- Pitcher
- Born: November 18, 1966 (age 59) West Palm Beach, Florida
- Batted: LeftThrew: Right

NPB debut
- May 15, 1998, for the Kintetsu Buffaloes

Last appearance
- October 10, 1999, for the Osaka Kintetsu Buffaloes
- Stats at Baseball Reference

Teams
- Kintetsu Buffaloes / Osaka Kintetsu Buffaloes (1998–1999);

= Rob Mattson =

Donald Robert Mattson Jr. (born November 18, 1966) is a former professional baseball pitcher who played professionally from 1991 to 2001.

==Career==
Mattson played in the Atlanta Braves minor league system in 1991, playing for both the Macon Braves and the Durham Bulls. In 1992, he played for the Beloit Brewers. In 1995 and 1996, Mattson played for the Memphis Chicks in the San Diego Padres organization. In 1998 and 1999, he played for the Osaka Kintetsu Buffaloes in Japan's Nippon Professional Baseball.
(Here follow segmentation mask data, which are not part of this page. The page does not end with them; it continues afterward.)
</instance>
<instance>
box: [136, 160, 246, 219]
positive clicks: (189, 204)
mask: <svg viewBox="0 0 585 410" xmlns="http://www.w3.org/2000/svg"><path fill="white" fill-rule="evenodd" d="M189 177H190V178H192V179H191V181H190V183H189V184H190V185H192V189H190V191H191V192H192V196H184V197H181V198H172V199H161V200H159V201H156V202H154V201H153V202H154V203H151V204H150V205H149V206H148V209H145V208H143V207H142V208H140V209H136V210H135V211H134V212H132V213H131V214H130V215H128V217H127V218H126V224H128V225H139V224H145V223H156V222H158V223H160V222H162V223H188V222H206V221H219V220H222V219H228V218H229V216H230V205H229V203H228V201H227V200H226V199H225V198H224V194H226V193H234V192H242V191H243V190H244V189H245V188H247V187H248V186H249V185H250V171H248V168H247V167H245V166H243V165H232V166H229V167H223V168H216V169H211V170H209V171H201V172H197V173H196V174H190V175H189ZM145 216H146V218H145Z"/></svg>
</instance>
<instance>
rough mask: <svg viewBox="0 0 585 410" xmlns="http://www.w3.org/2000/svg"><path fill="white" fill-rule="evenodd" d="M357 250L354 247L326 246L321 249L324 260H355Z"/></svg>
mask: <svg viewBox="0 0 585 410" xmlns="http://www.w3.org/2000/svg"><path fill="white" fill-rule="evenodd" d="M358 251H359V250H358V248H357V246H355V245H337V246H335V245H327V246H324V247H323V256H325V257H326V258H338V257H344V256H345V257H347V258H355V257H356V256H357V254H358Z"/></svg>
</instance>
After the completion of the 1999 season in Japan he went on to sign with the Hyundai Unicorns of the KBO in Korea for 2000. He was respectively released by Hyundai, upon a ruling by the KBO that their pitcher that they had transferred to the Tokyo Giants for a reported 3 million dollars, had to come back to Korea and play with Hyundai for one more year before he would be allowed to play in Japan. Wanted by several teams in Korea including the Samsung Lions earlier in the signing period, but by this time teams had already signed other pitcher's. Rob went on to play for the Pittsburgh Pirates 3A team in the Nashville Sounds instead. He also played for the Olmecas de Tabasco of the Mexican League in 2001.